Predicting Hits

Last month, Duncan Watts, a professor of sociology at Columbia University, wrote a New York Times article about some work he and two colleagues did on the predictability of hit songs.  The work had much broader applicability than just music, of course, and offers an explanation of why predicting hits (in music, movies, fashion, etc.) is so difficult.

 After noting that “Conventional marketing wisdom holds that predicting success in cultural markets is mostly a matter of anticipating the preferences of the millions of individual people who participate in them,” he goes on to say that

The common-sense view, however, makes a big assumption: that when people make decisions about what they like, they do so independently of one another. But people almost never make decisions independently — in part because the world abounds with so many choices that we have little hope of ever finding what we want on our own; in part because we are never really sure what we want anyway; and in part because what we often want is not so much to experience the “best” of everything as it is to experience the same things as other people and thereby also experience the benefits of sharing.

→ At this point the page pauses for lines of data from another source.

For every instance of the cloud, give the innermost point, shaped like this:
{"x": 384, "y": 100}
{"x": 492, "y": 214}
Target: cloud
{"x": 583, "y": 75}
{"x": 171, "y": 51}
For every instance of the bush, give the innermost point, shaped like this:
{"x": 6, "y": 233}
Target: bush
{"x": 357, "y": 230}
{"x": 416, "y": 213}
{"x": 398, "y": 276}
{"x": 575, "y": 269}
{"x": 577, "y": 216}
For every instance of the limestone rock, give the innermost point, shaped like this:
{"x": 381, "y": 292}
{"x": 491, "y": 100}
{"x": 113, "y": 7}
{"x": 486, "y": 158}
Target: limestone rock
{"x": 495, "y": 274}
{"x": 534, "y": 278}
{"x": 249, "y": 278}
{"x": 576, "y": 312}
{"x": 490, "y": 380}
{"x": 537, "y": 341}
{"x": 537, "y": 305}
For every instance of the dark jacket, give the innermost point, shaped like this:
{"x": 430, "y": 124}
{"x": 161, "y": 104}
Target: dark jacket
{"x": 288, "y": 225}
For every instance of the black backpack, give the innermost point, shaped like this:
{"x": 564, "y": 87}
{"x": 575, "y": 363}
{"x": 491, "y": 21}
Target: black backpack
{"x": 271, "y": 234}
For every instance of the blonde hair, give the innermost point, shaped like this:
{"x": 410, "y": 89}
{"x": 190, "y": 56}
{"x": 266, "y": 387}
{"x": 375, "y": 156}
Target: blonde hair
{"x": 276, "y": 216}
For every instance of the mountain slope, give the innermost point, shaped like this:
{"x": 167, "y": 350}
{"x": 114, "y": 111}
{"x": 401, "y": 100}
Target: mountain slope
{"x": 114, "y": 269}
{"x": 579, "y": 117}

This idea that what is slightly more popular can become even more popular as a result of that initial popularity, is called “cumulative advantage.”  In the experiment Watts and his colleagues conducted, subjects chose favorite songs in situations in which they knew what songs others had chosen, and in which they did not ( the actual experiment was a bit more complicated, of course). 

In all the social-influence worlds, the most popular songs were much more popular (and the least popular songs were less popular) than in the independent condition. At the same time, however, the particular songs that became hits were different in different worlds, just as cumulative-advantage theory would predict. Introducing social influence into human decision making, in other words, didn’t just make the hits bigger; it also made them more unpredictable.

The results suggested that predicting the future is not just difficult, but impossible, no matter how much knowledge we have or analysis we do.  Because we can always create a story after the fact about why something was successful, or a hit, we rarely lose our belief in the predictability of the world.  As Watts says, we can’t stop trying to predict the future, but we do need to be more skeptical about both predictions and explanations.  That skepticism holds for predictions of failure too.  Perhaps the best way to look for hits is to launch as many new products as possible in ways that allow you to hold back substantial investment until it’s likelihood of success becomes clearer.  A little early humility may go a long way.